Appeal from a judgment of the Niagara County Court (Sara S. Sperrazza, J.), rendered January 12, 2006. The judgment convicted defendant, upon her plea of guilty, of criminal facilitation in the second degree.
It is hereby ordered that the judgment so appealed from is unanimously affirmed.
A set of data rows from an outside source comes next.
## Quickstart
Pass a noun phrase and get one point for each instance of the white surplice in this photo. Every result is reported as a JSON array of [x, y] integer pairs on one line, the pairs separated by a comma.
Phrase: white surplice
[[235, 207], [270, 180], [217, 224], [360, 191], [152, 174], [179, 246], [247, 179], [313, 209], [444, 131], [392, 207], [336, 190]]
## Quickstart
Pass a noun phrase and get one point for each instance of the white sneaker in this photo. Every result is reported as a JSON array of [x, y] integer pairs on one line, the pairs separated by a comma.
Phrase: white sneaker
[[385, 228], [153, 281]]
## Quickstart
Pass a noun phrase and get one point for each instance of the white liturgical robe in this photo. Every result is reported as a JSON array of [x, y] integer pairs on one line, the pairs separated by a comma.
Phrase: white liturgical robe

Memorandum: Defendant appeals from a judgment convicting her upon her plea of guilty of criminal facilitation in the second degree (Penal Law § 115.05). Contrary to the contentions of defendant, her waiver of the right to appeal is not void as against public policy (see generally People v Muniz, 91 NY2d 570, 573-575 [1998]; People v Callahan, 80 NY2d 273, 280 [1992]; People v Seaberg, 74 NY2d 1, 7-10 [1989]), and the waiver was knowingly, intelligently and voluntarily entered (see People v Lopez, 6 NY3d 248, 256 [2006]; Seaberg, 74 NY2d at 11; People v Lovett, 8 AD3d 1007 [2004], lv denied 3 NY3d 677 [2004]). Defendant’s challenge to the severity of the sentence is encompassed by that valid waiver of the right to appeal (see People v Hidalgo, 91 NY2d 733, 737 [1998]; People v Clark, 239 AD2d 939 [1997], lv denied 90 NY2d 892 [1997]). Although the further contention of defendant that her plea was not knowingly and intelligently entered survives her waiver of the right to appeal, that contention is not preserved for our review inasmuch as defendant failed to move to withdraw her plea or to vacate the judgment of conviction (see People v Smith, 48 AD3d 1171 [2008]). This case does not fall within the narrow exception to the preservation requirement (see People v Lopez, 71 NY2d 662, 666 [1988]). Present—Hurlbutt, J.P., Lunn, Fahey, Peradotto and Pine, JJ.